Humide nation de Cuba, je suis allongé sur la plage, je viens de
me réveiller. Mon corps est rouge, j'ai l'impression que je suis
resté là toute la journée, grillant doucement comme un con.
J'ouvre péniblement les yeux et vois Victor s'avancer vers moi. Le
mec a l'air sacrément défoncé. Je sais pas ce qu'il s'est enfilé
pendant mon coma mais ça a l'air sale : « Hé ! Hé !
Viens voir, faut qu'on dégage d'ici.
- Faut qu'on dégage d'ici ?
- Oui, oui ! Lève toi et viens voir. ». Je m’exécute :
ma peau brûle, je souffre, c'est indéniable. Mais les médocs qu'il
m'a filé font encore effet : tout est de l'ordre du
supportable. On fait quelques pas vers l'eau et en passant une dune,
je comprends l'enthousiasme du vieil homme : « J'ai fait
ça pendant que tu dormais. Je suis allé en ville pour acheter ce
qu'il me fallait et voilà. ». Voilà ? Sérieusement ?

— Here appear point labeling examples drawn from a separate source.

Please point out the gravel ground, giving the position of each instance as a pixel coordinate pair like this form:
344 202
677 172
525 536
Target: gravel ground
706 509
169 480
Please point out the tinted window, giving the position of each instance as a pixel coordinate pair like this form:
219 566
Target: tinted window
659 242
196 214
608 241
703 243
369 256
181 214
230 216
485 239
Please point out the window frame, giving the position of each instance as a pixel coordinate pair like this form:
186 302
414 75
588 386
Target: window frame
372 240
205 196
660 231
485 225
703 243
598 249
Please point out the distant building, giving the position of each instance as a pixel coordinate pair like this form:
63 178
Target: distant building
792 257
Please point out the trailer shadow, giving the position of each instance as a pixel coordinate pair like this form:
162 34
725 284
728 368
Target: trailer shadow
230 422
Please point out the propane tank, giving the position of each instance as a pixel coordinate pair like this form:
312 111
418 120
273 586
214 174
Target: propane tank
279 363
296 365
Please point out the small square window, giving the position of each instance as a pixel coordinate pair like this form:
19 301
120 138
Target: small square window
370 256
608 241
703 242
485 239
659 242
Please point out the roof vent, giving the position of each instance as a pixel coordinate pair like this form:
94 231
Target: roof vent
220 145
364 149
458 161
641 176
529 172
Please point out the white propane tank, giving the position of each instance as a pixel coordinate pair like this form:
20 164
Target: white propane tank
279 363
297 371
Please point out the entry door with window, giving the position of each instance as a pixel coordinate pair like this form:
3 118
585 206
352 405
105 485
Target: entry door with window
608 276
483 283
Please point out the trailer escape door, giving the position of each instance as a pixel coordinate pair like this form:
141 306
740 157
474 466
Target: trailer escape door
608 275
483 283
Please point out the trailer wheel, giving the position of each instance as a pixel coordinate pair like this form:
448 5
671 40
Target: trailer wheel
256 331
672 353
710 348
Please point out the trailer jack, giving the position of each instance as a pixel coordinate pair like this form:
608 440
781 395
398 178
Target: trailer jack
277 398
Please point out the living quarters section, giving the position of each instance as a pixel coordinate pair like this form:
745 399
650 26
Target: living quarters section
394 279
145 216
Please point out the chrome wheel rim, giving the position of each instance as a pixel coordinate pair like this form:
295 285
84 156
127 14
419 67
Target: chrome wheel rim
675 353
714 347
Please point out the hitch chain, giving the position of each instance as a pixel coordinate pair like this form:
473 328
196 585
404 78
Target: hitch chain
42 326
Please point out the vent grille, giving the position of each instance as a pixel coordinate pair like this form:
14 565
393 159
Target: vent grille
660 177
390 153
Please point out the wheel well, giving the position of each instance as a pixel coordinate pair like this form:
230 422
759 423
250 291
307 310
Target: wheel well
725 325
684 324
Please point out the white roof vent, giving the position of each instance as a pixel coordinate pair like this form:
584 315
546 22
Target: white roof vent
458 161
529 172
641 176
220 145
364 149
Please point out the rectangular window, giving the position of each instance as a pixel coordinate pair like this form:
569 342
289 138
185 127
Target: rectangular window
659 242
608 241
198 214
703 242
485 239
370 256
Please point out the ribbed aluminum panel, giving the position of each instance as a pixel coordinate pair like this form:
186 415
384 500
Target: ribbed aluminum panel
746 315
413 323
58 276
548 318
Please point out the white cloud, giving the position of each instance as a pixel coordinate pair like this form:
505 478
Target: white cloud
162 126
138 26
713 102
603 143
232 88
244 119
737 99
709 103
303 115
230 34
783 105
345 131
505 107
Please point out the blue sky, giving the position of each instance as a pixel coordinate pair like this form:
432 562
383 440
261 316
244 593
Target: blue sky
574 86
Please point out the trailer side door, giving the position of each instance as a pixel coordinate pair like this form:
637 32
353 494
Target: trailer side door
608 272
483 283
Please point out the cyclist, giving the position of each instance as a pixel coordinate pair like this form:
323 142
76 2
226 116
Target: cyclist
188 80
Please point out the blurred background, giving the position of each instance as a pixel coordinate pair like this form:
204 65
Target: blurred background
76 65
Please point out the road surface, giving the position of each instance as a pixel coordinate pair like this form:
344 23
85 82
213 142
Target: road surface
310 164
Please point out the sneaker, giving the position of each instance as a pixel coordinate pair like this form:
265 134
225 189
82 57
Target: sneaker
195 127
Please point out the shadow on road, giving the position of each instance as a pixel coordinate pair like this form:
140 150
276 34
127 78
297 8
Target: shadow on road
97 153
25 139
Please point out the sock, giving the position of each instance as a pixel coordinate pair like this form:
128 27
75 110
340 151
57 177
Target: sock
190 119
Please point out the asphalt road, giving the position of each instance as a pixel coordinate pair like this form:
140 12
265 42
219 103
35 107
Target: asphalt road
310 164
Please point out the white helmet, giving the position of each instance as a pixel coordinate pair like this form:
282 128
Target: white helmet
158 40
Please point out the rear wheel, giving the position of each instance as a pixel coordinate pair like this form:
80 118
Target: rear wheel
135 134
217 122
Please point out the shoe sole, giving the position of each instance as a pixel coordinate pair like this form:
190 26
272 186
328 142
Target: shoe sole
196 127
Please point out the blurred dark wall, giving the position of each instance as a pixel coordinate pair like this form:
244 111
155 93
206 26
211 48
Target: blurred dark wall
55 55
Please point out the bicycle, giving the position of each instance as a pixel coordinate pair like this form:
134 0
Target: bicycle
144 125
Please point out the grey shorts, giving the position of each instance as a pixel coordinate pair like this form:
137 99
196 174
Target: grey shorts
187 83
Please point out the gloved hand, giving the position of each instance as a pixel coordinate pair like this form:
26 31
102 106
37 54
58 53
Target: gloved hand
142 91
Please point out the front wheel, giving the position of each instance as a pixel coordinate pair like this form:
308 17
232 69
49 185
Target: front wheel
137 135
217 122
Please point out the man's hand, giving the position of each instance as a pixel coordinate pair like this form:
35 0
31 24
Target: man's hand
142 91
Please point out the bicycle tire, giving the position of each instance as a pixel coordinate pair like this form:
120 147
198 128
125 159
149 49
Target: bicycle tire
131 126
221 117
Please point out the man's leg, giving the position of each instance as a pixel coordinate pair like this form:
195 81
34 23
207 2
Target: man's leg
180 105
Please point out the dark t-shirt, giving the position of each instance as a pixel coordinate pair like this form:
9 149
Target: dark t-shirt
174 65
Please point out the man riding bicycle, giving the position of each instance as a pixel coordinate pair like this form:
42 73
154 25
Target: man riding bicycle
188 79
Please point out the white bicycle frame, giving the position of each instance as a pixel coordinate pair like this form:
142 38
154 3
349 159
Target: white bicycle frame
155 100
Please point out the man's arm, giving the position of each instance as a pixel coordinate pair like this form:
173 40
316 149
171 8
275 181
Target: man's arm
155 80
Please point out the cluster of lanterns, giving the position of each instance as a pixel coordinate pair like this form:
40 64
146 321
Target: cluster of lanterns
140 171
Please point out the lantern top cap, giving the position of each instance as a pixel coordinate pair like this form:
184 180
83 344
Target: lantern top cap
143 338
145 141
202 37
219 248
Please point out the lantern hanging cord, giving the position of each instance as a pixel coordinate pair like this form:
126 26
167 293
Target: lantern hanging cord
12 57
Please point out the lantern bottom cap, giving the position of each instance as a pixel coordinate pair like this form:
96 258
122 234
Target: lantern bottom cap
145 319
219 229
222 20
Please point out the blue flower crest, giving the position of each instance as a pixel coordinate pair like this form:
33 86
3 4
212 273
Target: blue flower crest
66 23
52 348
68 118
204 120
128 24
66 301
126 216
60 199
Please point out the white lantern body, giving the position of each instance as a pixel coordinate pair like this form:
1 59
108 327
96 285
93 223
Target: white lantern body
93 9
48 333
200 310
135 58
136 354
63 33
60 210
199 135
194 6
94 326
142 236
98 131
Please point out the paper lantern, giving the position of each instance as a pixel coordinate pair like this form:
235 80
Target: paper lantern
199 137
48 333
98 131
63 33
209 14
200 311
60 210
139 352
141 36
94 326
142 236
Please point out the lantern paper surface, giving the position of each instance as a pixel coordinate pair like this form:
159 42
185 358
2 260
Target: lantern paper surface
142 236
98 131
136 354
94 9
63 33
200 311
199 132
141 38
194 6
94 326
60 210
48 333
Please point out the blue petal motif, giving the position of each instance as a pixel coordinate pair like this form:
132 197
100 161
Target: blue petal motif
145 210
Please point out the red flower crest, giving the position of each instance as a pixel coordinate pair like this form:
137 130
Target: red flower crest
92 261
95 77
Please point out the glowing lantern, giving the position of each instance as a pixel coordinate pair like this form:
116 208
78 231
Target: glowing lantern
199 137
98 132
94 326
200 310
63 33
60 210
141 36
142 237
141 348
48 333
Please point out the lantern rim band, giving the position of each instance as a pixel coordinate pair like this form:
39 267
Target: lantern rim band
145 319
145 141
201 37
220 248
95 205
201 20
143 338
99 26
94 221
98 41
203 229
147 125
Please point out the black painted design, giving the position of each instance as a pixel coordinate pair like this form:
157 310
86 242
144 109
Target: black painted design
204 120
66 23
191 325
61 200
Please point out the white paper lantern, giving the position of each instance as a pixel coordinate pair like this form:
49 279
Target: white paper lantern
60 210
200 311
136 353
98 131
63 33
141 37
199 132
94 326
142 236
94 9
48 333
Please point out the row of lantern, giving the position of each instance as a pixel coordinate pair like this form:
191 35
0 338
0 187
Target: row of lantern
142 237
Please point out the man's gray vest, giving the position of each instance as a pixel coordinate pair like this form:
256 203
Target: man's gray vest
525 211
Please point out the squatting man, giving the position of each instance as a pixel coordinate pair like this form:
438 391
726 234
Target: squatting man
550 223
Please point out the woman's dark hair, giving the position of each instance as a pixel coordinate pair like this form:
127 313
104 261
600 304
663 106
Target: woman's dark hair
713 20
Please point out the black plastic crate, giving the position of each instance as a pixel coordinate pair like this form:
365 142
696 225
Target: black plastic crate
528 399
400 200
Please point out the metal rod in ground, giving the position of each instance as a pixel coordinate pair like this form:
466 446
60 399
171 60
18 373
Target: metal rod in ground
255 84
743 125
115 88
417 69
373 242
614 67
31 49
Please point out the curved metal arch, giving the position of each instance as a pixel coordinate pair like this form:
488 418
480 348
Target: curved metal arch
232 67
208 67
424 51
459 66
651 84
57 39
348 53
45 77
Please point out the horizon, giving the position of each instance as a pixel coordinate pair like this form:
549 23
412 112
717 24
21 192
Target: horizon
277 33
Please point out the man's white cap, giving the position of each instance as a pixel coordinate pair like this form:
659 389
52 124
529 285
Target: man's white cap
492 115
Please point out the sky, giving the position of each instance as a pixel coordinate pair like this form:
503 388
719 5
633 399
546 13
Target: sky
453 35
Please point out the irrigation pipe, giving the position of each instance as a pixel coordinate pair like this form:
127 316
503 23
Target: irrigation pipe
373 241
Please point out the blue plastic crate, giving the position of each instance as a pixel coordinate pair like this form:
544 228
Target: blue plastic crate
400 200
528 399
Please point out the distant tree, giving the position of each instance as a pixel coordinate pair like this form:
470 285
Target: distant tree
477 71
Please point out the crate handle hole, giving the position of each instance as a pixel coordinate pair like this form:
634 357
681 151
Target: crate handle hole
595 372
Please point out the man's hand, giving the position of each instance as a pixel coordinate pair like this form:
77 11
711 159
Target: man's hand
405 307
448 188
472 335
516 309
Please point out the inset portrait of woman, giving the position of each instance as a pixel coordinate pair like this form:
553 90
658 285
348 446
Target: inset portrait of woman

Victor me présente un magnifique objet : des cagettes de bois
assemblées sur un ingénieux système de bidons en plastique. Il y a
des coussins cloués sur le bois et une sorte de petite voile, faite
de bâches en plastique, accrochée à un réseau de manches à
balais au centre de ce qu'il me semble correct d'appeler : une
embarcation. Victor monte sur le radeau : « Regarde !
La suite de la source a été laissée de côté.